JAKARTA - Presiden Amerika Serikat (AS) Donald Trump telah mengirimkan surat ke Presiden Prabowo Subianto soal penetapan tarif untuk Indonesia 32%. Tarif tersebut akan berlaku mulai 1 Agustus 2025.
Menanggapi hal tersebut, Wakil Ketua Umum Kamar Dagang dan Industri bidang Perindustrian Saleh Husin menyatakan kebijakan itu akan cukup berpengaruh terhadap daya saing produk ekspor Indonesia, mengingat AS adalah salah satu tujuan utama ekspor Indonesia.
Data BPS menunjukkan bahwa di 2024 nilai ekspor Indonesia ke AS mencapai USD28,18 miliar, tumbuh sebesar 9,27% jika dibandingkan dengan ekspor di 2023.
Kontribusinya pun cukup signifikan, yaitu mencapai 9,65% dari total ekspor Indonesia ke dunia.
“Penurunan daya saing karena tambahan tarif dikhawatirkan akan berpengaruh terhadap penurunan ekspor yang pada akhirnya akan berdampak kurang baik pada industri dalam negeri, khususnya yang berorientasi ekspor,” ujarnya dalam keterangan, Selasa (7/8/2025).

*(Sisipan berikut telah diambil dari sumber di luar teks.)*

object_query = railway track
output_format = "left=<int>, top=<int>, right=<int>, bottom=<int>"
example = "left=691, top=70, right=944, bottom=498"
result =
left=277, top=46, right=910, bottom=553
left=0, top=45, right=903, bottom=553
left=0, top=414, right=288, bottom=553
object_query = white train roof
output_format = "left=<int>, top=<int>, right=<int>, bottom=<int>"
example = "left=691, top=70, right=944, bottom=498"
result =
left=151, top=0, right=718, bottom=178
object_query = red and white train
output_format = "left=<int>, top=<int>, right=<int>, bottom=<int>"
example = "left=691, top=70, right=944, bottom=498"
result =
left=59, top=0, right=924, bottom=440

Dia menjelaskan tentu ada dampaknya, khususnya terhadap industri yang selama ini menjadikan AS menjadi tujuan ekspor utama. Tambahan tarif menyebabkan harga produk ekspor Indonesia menjadi relatif lebih mahal sehingga akan berdampak terhadap penurunan kinerja ekspor industri dalam negeri.
“Hal ini tentunya akan mengurangi laba yang diperoleh industri dalam negeri yang dalam jangka panjang bisa menyebabkan terjadinya PHK,” tuturnya.
Dia menuturkan tentunya beberapa produk utama ekspor Indonesia ke AS, seperti TPT, elektronik, alas kaki, dan perikanan.
Umumnya, industri yang bersifat padat karya sehingga akan berpotensi menimbulkan PHK jika kondisi ini terus berlangsung.
Kemudian pemerintah perlu memberikan insentif atau bantuan kepada industri dalam negeri yang terdampak untuk meminimalkan dampak negatif yang mungkin timbul.
Selain itu perlu menyusun strategi jangka panjang untuk mengurangi ketergantungan terhadap pasar AS dengan melakukan diversifikasi pasar ekspor.
”Pemerintah perlu mulai melakukan penjajakan dengan pasar-pasar nontradisional, seperti negara-negara di kawasan Afrika, Eropa Timur, Timur Tengah, Amerika Selatan, dan Asia Selatan. Hal yang tidak kalah penting adalah dengan mengoptimalkan penyerapan produk di pasar dalam negeri, misalnya dengan kebijakan TKDN pada pengadaan pemerintah,” pungkasnya.